L’appel du 3 mai
Quatre jours à peine après avoir été lancé, le 3 mai, au Parlement européen de Bruxelles, par des personnalités et des membres d’associations juives européennes, l’« Appel à la raison » adressé à l’État hébreu avait déjà recueilli quelque 5 000 signatures. Et non des moindres ! L’ont cosigné, pêle-mêle, les philosophes Bernard-Henri Lévy et Alain Finkielkraut, l’historien Pierre Nora, le chef de file d’Europe Écologie, Daniel Cohn-Bendit, les journalistes Ivan Levaï et Jean Hatzfeld, le cinéaste Elie Chouraqui, la psychanalyste Élisabeth Roudinesco et bien d’autres.
Présenté avec le soutien des diplomates Élie Barnavi et Avi Primor, de l’historien Zeev Sternhell et de représentants de J Street (le nouveau lobby américain « pour Israël et pour la paix »), le JCall (European Jewish Call for Reason) devrait être le point de départ d’un « mouvement européen capable de faire entendre la voix de la raison à tous ». Vaste programme !
Inquiets pour l’avenir d’Israël et embarrassés par l’érosion de sa légitimité internationale après l’opération « Plomb durci », les signataires appellent les Juifs du monde entier à adopter une distance critique vis-à-vis du gouvernement de Benyamin Netanyahou. « L’alignement systématique sur la politique du gouvernement israélien est dangereux, car il va à l’encontre des intérêts véritables de l’État d’Israël », écrivent-ils.
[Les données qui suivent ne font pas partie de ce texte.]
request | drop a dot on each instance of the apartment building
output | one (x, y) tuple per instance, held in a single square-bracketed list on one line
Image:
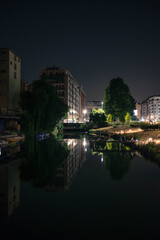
[(10, 81), (67, 89), (150, 109)]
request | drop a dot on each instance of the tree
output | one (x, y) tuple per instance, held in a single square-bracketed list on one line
[(109, 118), (97, 116), (42, 108), (118, 100), (127, 117)]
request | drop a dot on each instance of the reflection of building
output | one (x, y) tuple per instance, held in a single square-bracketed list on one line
[(150, 109), (67, 89), (69, 167), (82, 105), (10, 77), (137, 111), (9, 188), (93, 104)]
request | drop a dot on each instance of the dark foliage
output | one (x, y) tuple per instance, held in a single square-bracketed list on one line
[(118, 100), (42, 108)]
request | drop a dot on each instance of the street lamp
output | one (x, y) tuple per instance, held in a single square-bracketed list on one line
[(102, 105), (84, 112)]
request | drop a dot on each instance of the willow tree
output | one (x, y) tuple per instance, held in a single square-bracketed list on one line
[(42, 108), (118, 100)]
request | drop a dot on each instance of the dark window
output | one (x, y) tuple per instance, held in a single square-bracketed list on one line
[(3, 71), (15, 75)]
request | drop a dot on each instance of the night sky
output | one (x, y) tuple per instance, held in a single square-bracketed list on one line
[(95, 40)]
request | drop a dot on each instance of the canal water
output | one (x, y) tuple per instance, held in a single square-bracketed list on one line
[(78, 189)]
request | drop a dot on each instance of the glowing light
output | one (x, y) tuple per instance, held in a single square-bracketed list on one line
[(84, 142), (135, 112), (84, 111), (101, 158)]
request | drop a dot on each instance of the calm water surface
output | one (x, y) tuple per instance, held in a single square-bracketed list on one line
[(78, 189)]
Avant d’enfoncer le clou : « Loin de sous-estimer la menace de ses ennemis extérieurs, nous savons que ce danger se trouve aussi dans l’occupation et la poursuite ininterrompue des implantations en Cisjordanie et dans les quartiers arabes de Jérusalem-Est, qui sont une erreur politique et une faute morale. »
Dans la droite ligne de J Street, opposé au monopole du tout-puissant American Israel Public Affairs Committee (Aipac), les promoteurs du JCall soutiennent le principe de « deux peuples, deux États » et affirment que la survie d’Israël est « conditionnée par la création d’un État palestinien souverain et viable ».
Comme il fallait s’y attendre, l’appel a suscité des réactions pour le moins contrastées. « Le fait que des milliers de Juifs de par le monde, y compris des intellectuels de renom, disent vouloir mettre fin à quarante-trois ans d’une occupation pernicieuse est une bonne nouvelle », se réjouit Haaretz, le grand quotidien israélien de gauche. Mais pour le Conseil représentatif des institutions juives de France (Crif), habitué à son monopole de représentation, le JCall « dessert la cause qu’il prétend défendre ». Au terme d’un texte confus, Richard Prasquier, son président, s’inquiète : « Nous pensons que, demain, ce texte signé par une majorité de Juifs sionistes servira de pièce à conviction dans des tribunes, des forums et des rassemblements qui ne le seront certainement pas [sionistes]. »
De l’autre côté de l’échiquier, les critiques sont tout aussi radicales. Une réponse cosignée par des personnalités comme le professeur Rudolf Bkouche (Union juive française pour la paix) fustige un texte qui « ne se préoccupe pas de rendre justice aux victimes du nettoyage ethnique de la Palestine ». C’est dire si le chemin s’annonce ardu pour que l’appel de la raison soit entendu.